Da Caracalla a Villa Pamphilij. Il prog a Roma sull’onda di Woodstock
- Autore: Anna Bisceglie
- Genere: Musica
- Anno di pubblicazione: 2013
Mettiamola così: a un certo punto degli anni Sessanta una strana cometa taglia in due il cielo di Roma (ma non solo) così che tutto cambia e niente e nessuno è come prima (a parte i soliti reazionari & benpensanti). Cominciano i giovani: sognano California, Carnaby Street, impazziscono per i Beatles, si fanno crescere i capelli, uccidono i padri (freudianamente parlando), non sempre e non solo in quest’ordine, equamente divisi tra chi parla, chi canta, chi ascolta, chi balla, chi fa musica, in ordine sparso tra Piper, cantine e i raduni pop che germinano ovunque, più o meno come funghi. Si inaugura in questo modo - a passo danzerino e a ritmo di rock - la stagione breve delle grandi utopie (peace & love), prologo spensierato a quella greve degli anni di piombo, che seguirà di lì a molto poco.
Giovani leoni delle sette note crescono nel frangente - chitarre-basso-batteria di mutuazione post-beat e testa già nel prog -, si fanno le ossa, su e giù da un palco e per la Penisola, come compenso quattro lire o poco più. Si chiamano Osage Tribe, Osanna, Banco, Pooh, New Trolls e in mille altri modi, persino improbabili. Alcuni di loro sono già le stelle autoctone dei megaconcerti pop, da Caracalla a Villa Pamphilij (per restare nell’alveo romano), come dire le Woodstock de noantri ma con identica serietà d’intenti: folle oceaniche, prezzi contenuti, la musica che diventa cosa seria e riesce ancora a resistere ai richiami, invero sempre più pressanti, della politica.

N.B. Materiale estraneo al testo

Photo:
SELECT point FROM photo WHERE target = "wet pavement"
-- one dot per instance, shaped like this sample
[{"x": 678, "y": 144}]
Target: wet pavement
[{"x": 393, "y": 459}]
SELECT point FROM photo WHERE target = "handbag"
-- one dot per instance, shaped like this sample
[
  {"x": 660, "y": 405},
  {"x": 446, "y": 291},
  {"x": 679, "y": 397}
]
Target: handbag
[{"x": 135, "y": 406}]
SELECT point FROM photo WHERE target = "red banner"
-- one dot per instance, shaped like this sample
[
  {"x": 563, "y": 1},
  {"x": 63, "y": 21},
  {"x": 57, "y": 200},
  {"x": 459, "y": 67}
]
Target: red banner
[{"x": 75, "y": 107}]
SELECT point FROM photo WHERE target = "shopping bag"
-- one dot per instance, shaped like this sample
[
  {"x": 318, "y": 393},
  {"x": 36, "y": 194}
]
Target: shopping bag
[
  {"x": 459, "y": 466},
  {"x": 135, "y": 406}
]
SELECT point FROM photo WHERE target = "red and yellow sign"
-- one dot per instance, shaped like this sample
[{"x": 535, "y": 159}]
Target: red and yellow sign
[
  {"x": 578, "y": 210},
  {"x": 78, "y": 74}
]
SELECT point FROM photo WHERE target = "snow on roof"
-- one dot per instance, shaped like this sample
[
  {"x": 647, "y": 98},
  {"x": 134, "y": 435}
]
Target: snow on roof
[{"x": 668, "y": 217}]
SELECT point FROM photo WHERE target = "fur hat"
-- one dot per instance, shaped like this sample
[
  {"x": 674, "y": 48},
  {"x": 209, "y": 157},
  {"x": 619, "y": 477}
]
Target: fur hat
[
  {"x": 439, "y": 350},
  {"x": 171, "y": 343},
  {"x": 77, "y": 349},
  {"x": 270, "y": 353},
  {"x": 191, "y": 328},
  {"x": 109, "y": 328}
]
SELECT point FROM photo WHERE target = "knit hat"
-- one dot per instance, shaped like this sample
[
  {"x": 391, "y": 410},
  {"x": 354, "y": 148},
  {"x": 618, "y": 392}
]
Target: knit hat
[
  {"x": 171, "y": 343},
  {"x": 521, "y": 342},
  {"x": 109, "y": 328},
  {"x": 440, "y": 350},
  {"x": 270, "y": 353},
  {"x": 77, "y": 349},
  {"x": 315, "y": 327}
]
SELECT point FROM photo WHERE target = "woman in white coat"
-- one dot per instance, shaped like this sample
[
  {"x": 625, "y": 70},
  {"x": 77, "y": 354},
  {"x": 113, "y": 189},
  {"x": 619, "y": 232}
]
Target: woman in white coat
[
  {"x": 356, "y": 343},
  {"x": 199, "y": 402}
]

Si intitola proprio “Da Caracalla a Villa Pamphilij. Il prog a Roma sull’onda di Woodstock” (Aerostella, 2013) la ricognizione che la brava Anna Bisceglie compie sul tempo della sostenibile leggerezza dell’essere e della sua colonna sonora, una ricostruzione serissima e apprezzabile per almeno tre motivi:
- 1) perché risulta curata sin nei dettagli;
- 2) perché è anche un’indagine di costume;
- 3) perché Anna Bisceglie non ha smanie da protagonista (evviva!) e lascia la parola quasi esclusivamente ai protagonisti di quegli anni senza fiato (per dirla con i Pooh).
Come in un ideale flash back collettivo si alternano, così, pagina dopo pagina, i diversi “come eravamo” di Stefano D’Orazio, Roby Facchinetti, Claudio Simonetti, Francesco Di Giacomo, Gianni Belleno e di tantissimi altri, attori e comprimari dell’onda anomala progressive made in Italy, manager e organizzatori di eventi compresi, tutti d’accordo su un punto: gli anni spartiacque tra i Sessanta e i Settanta del secolo scorso è mancato poco che “formidabili” lo fossero davvero. E non soltanto dal punto di vista musicale: c’era un mondo da ridisegnare con i colori della libertà e della fantasia e nessuno se ne stava con le mani in mano, si accontentava soltanto di guardare. L’estratto dalla prefazione di Stefano D’Orazio rende bene, in ultimo, l’idea di questo libro:
“Rileggere quel periodo attraverso il libro di Anna è tornare agli inizi di un avvincente viaggio, ritrovare quell’atmosfera di sana competizione, di creatività, di sperimentazione e di contaminazione, che facevano di ogni musicista l’involontario autore di un cambiamento culturale che avrebbe lasciato il segno”.